This afternoon I settled into my chair and read N. T. Wright’s essay “New Perspectives on Paul,” in Justification in Perspective. In light of this essay I had to go back and revise my article “Is Justification Forensic?” I hope this expanded piece is a bit clearer and more helpful.
It’s hard for me to pin down my disquiet about Wright’s construal of justification. I am simply not persuaded that justification is limited to God’s forensic declaration of who belongs to Israel. I think there are good reasons to believe that the Apostle was thinking of more than that when he spoke of justification by faith. But if Wright is right, then the preaching of the justification texts in the Pauline epistles becomes much more difficult for contemporary preachers–not difficult in the sense of “this is complex material that is hard to express” but difficult in the sense of “why would I want to preach on this given my limited opportunities to preach the gospel in my congregation.” After all, the question of Gentile inclusion in the Church was resolved two millennia ago. This simply isn’t a live issue for anyone. Of course, it is important to instruct the faithful in the story of salvation, beginning with Abraham; but the preacher does not need the language of justification to do so.

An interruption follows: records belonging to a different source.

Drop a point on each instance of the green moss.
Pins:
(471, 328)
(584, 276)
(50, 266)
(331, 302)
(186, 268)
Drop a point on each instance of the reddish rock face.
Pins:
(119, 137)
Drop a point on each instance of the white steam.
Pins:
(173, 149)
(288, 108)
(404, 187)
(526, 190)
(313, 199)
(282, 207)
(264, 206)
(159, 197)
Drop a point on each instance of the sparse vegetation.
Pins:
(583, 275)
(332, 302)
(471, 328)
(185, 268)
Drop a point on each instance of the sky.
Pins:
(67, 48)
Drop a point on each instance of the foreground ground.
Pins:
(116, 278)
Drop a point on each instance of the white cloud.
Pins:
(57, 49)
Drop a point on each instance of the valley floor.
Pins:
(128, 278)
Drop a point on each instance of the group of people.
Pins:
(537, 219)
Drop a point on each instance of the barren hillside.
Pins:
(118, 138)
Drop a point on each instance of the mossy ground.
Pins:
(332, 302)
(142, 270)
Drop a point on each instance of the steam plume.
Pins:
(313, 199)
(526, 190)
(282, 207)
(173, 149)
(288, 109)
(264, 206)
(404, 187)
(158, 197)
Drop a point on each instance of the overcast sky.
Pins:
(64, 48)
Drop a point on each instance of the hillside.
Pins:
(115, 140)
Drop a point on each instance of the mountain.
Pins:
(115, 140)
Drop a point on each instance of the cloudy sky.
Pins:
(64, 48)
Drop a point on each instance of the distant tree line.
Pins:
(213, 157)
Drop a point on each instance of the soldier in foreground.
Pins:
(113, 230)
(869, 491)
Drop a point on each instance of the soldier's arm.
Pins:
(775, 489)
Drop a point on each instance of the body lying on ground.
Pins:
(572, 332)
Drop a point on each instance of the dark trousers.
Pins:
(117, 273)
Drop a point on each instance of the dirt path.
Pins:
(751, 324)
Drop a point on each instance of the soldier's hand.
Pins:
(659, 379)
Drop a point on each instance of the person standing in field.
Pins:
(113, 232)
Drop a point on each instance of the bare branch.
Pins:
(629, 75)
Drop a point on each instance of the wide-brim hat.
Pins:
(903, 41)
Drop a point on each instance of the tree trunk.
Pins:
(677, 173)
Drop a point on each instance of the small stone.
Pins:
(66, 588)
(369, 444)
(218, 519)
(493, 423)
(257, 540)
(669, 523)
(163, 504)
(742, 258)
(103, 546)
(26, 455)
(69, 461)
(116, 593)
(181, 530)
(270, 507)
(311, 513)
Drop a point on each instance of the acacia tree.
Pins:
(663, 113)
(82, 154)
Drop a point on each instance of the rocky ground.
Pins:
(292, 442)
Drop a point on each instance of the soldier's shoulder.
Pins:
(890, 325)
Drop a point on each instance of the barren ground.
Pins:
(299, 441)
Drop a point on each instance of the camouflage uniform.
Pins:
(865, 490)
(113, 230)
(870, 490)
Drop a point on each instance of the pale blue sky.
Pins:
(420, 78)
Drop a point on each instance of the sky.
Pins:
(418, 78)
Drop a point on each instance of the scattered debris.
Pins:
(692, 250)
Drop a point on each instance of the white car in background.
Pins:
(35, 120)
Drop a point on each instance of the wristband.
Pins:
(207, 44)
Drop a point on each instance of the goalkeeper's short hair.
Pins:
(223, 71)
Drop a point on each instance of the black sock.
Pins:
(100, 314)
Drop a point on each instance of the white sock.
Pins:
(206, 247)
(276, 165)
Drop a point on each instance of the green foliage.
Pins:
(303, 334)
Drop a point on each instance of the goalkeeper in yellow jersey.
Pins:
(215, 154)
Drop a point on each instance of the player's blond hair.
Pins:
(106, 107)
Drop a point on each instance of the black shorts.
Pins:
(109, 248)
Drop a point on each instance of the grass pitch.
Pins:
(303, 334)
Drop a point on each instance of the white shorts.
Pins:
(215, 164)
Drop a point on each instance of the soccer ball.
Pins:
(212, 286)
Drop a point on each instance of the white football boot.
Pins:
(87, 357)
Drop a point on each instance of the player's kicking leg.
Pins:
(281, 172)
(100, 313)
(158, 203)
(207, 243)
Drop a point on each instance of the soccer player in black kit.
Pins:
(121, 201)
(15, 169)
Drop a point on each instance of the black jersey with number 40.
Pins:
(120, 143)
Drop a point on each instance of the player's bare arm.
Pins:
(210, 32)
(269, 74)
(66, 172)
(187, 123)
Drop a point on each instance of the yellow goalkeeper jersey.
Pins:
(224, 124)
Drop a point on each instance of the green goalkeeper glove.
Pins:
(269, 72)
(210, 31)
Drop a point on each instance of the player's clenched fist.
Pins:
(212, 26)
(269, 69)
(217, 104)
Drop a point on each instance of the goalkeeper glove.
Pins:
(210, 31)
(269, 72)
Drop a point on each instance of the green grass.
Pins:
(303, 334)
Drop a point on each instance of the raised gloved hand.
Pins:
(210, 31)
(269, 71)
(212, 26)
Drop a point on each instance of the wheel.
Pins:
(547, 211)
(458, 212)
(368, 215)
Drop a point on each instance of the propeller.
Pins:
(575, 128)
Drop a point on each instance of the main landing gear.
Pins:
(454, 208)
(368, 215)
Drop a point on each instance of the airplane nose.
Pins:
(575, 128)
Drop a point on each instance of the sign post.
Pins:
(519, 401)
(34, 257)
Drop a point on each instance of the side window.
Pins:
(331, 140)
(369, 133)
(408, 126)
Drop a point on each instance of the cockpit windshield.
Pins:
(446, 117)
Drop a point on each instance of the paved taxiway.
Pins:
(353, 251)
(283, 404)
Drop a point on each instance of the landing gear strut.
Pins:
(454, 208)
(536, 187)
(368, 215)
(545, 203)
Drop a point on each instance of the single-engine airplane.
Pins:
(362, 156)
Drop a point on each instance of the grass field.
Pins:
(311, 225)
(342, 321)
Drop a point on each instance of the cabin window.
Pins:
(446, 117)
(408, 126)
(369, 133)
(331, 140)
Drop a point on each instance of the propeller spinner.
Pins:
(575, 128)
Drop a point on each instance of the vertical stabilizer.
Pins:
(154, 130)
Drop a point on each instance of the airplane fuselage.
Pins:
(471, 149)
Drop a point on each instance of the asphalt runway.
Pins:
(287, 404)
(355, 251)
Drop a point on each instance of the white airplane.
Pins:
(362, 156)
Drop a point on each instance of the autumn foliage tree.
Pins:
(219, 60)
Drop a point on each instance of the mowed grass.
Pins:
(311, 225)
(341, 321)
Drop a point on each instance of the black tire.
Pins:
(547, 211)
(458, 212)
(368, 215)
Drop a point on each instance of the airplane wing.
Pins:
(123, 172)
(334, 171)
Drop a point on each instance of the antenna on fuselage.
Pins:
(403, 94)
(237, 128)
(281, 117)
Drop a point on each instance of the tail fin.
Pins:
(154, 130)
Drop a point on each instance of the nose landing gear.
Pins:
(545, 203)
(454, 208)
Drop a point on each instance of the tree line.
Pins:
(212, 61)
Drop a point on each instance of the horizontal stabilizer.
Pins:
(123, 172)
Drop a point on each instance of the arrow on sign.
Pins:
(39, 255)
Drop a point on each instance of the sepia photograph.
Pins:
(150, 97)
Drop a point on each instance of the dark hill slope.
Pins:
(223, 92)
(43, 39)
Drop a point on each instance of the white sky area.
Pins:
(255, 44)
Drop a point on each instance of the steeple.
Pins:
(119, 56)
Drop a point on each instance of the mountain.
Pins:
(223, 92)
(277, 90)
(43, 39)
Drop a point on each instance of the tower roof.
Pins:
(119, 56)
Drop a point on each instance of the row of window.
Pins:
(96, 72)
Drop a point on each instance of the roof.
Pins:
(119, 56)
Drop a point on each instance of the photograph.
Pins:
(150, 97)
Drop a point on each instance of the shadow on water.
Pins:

Nor do I really understand why Wright keeps saying that justification is not about “becoming a Christian.” Who ever thought that? Augustine? For him justification begins with baptism and continues throughout one’s Christian life. Luther? Only if one does not recognize the decisive importance of baptism for him: Christian existence is nothing but a daily return to baptism and thus to justification. Calvin? I’ll have to defer to those who are knowledgeable in the Reformed tradition. I suspect that Wright’s evangelical roots are betraying him at this point.
Let me also say that I find Wright absolutely energizing to read. Every preacher should read his stuff. One task of preaching is locating our people within the narrative of salvation. Wright teaches us how to do so. It’s just a shame that he is not more deeply informed by the catholic tradition.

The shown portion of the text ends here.